We can create Bokeh hexbin charts using the HexTile
renderer:
from bokeh.plotting import figure, show
from bokeh.models import HoverTool
import numpy as np
# Generate random data points for demonstration
x = np.random.randn(1000)
y = np.random.randn(1000)
# Create a Bokeh figure
plot = figure(tooltips=[("Count", "@c")])
# Create hexagonal bins and specify the size and line color
plot.hex_tile(x, y, size=0.5, line_color=None)
# Add a hover tool for tooltips
hover = HoverTool(tooltips=[("Count", "@c")])
plot.add_tools(hover)
# Show the plot
show(plot)
This generates an interactive hex tile plot with value tooltips.
We can also set orientation
to 'pointytop'
or 'flattop'
to adjust hexagon orientation.
Bokeh lets us hook callbacks to react to selections and hover events to create dynamic visualizations. This makes it a great choice for building interactive dashboards with hexbin plots.
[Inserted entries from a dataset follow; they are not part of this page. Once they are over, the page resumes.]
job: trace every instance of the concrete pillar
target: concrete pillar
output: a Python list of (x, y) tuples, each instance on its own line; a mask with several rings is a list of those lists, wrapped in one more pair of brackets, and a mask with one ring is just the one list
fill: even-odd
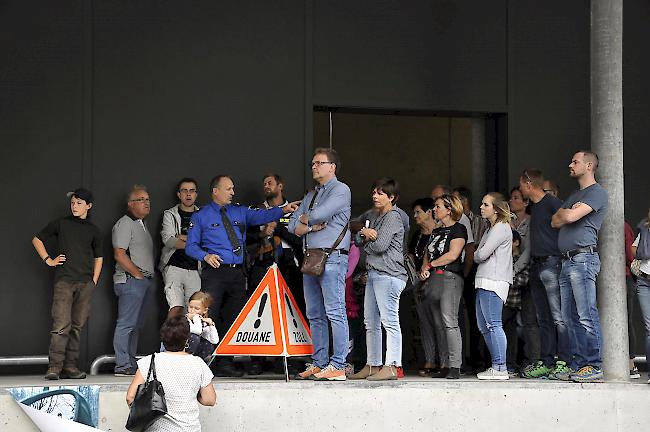
[(623, 0), (591, 1), (591, 148), (609, 194), (598, 297), (608, 381), (629, 380), (623, 183)]
[(481, 199), (487, 192), (485, 186), (485, 119), (472, 119), (472, 205), (478, 211)]

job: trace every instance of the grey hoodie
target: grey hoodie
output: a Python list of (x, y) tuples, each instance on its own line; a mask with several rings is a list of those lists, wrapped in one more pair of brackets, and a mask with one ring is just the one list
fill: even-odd
[(478, 263), (477, 278), (505, 281), (512, 284), (512, 229), (506, 223), (497, 222), (483, 234), (474, 252)]

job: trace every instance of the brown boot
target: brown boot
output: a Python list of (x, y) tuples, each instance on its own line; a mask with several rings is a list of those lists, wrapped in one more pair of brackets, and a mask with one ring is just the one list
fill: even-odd
[(47, 373), (43, 378), (46, 380), (58, 380), (59, 379), (59, 374), (61, 373), (61, 368), (55, 367), (55, 366), (49, 366), (47, 368)]
[(352, 375), (350, 379), (366, 379), (379, 372), (379, 369), (381, 369), (381, 366), (365, 365), (359, 372)]
[(384, 366), (379, 372), (366, 378), (368, 381), (388, 381), (397, 379), (395, 366)]
[(297, 374), (294, 379), (297, 380), (307, 380), (307, 379), (314, 379), (314, 375), (319, 373), (321, 369), (318, 366), (314, 366), (311, 363), (307, 363), (305, 370), (303, 372), (300, 372)]

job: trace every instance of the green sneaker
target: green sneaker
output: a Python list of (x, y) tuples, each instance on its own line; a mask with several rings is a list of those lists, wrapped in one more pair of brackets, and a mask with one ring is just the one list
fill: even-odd
[(521, 371), (522, 378), (546, 378), (548, 373), (551, 371), (551, 368), (546, 366), (541, 360), (535, 363), (535, 365), (528, 370)]
[(568, 377), (569, 375), (571, 375), (571, 373), (573, 373), (573, 370), (566, 365), (566, 362), (562, 360), (558, 360), (555, 362), (555, 367), (551, 369), (551, 371), (548, 373), (548, 379), (560, 380), (560, 378), (558, 378), (556, 374), (568, 374), (567, 375)]

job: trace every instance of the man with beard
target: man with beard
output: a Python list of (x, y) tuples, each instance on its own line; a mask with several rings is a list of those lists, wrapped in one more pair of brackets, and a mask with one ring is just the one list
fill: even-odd
[[(278, 174), (267, 174), (263, 180), (264, 202), (259, 208), (283, 207), (289, 203), (284, 197), (284, 180)], [(285, 213), (278, 221), (269, 222), (255, 230), (249, 237), (249, 257), (252, 264), (248, 278), (249, 289), (254, 290), (268, 268), (276, 263), (296, 298), (302, 313), (305, 313), (302, 295), (302, 241), (287, 229), (291, 213)]]
[[(284, 180), (278, 174), (267, 174), (263, 180), (264, 202), (261, 209), (284, 207), (289, 204), (284, 198)], [(273, 263), (287, 282), (298, 307), (305, 314), (305, 297), (302, 290), (302, 240), (287, 230), (291, 212), (265, 225), (251, 227), (248, 232), (247, 249), (250, 263), (248, 276), (248, 295), (250, 296), (260, 283), (266, 271)], [(262, 373), (262, 358), (253, 357), (248, 369), (249, 375)]]
[(167, 317), (181, 315), (190, 297), (201, 289), (199, 262), (185, 253), (187, 229), (192, 214), (199, 208), (194, 205), (197, 183), (192, 178), (181, 179), (176, 186), (179, 203), (163, 213), (163, 249), (160, 253), (160, 271), (165, 281), (165, 297), (169, 304)]

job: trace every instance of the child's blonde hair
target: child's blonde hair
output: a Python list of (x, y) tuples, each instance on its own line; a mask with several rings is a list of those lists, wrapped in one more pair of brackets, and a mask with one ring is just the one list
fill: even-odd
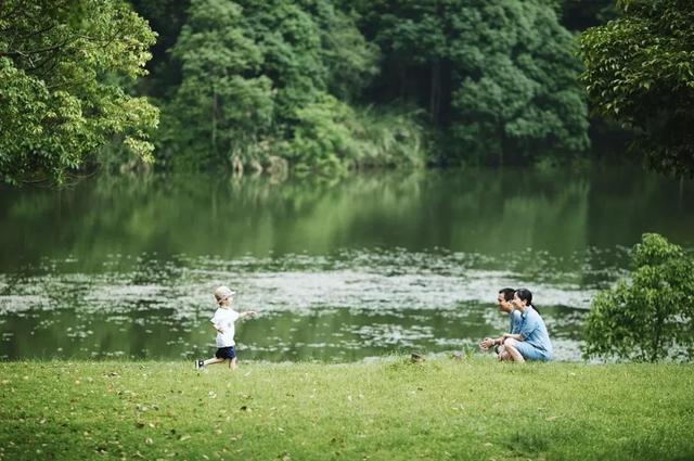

Best Practices for Hexbin Plots
Here are some tips for creating effective hexagonal binning plots in Python:
- Choose appropriate grid density - too high loses patterns, too low obscures details
- Use colorbrewer qualitative/sequential colormaps
- Set transparency to layer hexbin on scatter plots
- Log transform counts for improved visual contrast
- Use hover tooltips in interactive plots
- Add labels, titles and legends to highlight patterns
- Try different count reduction algorithms like mean, max, sum to optimize visualization
- Compare hexbin plots to histograms to assess trade-offs
- Preprocess data to handle outliers and reduce noise
Conclusion
Hexagonal binning is a powerful visualization technique for exploring spatial patterns, clusters, and density distribution in data. Python provides many options through Matplotlib, Seaborn, Plotly, and Bokeh to create customizable hexbin plots.
By tuning parameters like grid size, color mapping, count reduction, and interactivity features, we can generate compelling hexbin visualizations and glean insights from complex multidimensional datasets. Hexbin plots offer advantages over histograms and scatter plots in many use cases and are an invaluable tool for data exploration.